Updated: Mar 12
In all businesses, financial professionals are almost always necessary. You will often hear about these experts in various designations, sometimes interchangeably.
Among those widely recognized are the Chief Financial Officers (CFOs) and Certified Public Accountant (CPAs). At first glance, they seem to be both highly proficient professionals cut from the same cloth at first glance. But these go-to financial wizards are more different than you think.
Think of the medical practice, where the professional who diagnoses a patient is not the same professional who monitors and tracks patient records. The same contrasts can be said about a business, much more so in keeping the pulse of overall business health!
In this article, we discuss what you can expect from a CFO and a CPA, given their different competencies and areas of expertise.
A CPA looks into the past, while a CFO looks into the future.
A CPA is principally trained to oversee all business transactions and make sure they are soundly reported. CPAs manage that systems are in place so that this reporting process is accurate and efficient. CPAs are more concerned with past events affecting a business and that no transaction is unreported. Likewise, recording transactions that have not yet occurred violates sound accounting principles.
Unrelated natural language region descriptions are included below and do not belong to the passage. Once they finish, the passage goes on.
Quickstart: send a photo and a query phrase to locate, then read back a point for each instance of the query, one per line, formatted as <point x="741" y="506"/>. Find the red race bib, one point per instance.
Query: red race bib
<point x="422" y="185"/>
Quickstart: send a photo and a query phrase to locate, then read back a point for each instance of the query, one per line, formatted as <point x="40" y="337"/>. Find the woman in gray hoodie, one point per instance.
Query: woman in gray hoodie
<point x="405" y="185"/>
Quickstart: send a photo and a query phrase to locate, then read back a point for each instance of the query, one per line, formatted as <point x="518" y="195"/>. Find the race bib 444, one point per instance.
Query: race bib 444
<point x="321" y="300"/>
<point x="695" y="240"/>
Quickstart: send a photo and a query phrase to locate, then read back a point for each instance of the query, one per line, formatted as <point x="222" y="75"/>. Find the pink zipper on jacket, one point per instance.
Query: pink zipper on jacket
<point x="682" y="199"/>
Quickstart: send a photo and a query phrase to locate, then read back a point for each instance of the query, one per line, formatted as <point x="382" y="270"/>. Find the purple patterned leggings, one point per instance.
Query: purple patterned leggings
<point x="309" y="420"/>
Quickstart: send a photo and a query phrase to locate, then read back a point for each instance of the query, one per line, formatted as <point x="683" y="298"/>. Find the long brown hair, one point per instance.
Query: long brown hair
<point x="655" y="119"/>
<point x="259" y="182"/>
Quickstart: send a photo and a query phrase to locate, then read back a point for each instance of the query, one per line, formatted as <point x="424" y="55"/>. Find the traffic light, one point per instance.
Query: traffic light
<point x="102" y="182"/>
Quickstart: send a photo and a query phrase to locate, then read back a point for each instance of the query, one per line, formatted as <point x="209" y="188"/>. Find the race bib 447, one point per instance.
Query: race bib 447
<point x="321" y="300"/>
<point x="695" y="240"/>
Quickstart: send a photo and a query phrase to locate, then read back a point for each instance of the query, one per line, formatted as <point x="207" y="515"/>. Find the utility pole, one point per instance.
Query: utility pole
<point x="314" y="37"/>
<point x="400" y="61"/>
Meanwhile, a CFO utilizes these same reports of the CPA for effective decision-making. Using historical data, a CFO helps design strategies to ensure a business will thrive as it moves forward into the future. Most importantly, CFOs look into all the possible ways business goals can be met if not exceeded.
A CPA creates financial statements, while a CFO devises financial forecasts.
A complete set of financial statements are more in the domain of CPAs. Whether in the capacity of an in-house accountant or as an external auditor, CPAs are equipped to ensure that financial statements are prepared in good form. These documents give accurate pictures of an entity’s financial position and performance.
Financial forecasts, on the other hand, are a CFO’s specialty. If accounting principles guide financial statements, financial forecasts are shaped by deep knowledge and understanding of internal and external factors - including industry updates, market movements, and economic implications. These forecasts show where a business will go and how a CFO will help it prepare for that future.
A CPA prepares tax returns, while a CFO designs overall strategies.
CPAs are the go-to professionals for computing a business’s tax liabilities and preparing the accompanying tax returns. CPAs are proficient in tax compliance, helping companies comply with relevant tax laws. This knowledge is handy for anticipating tax payments and planning so that they can be mitigated or reduced.
CFOs, on the other hand, will not just help a business construct tax strategies but also effectively design an overall business strategy from a well-round approach. CFOs will look even further for optimal performance and growth. These professionals are equipped with the experience and the knowledge to see business operations not just from a financial approach - but also in marketing, production, and human resource.
Whether you need a CPA or a CFO depends on your business needs. You will need both in certain situations and in different capacities. Nevertheless, you need to distinguish which financial expert can address your specific concerns. This hairline distinction maybe your need for business growth and survival.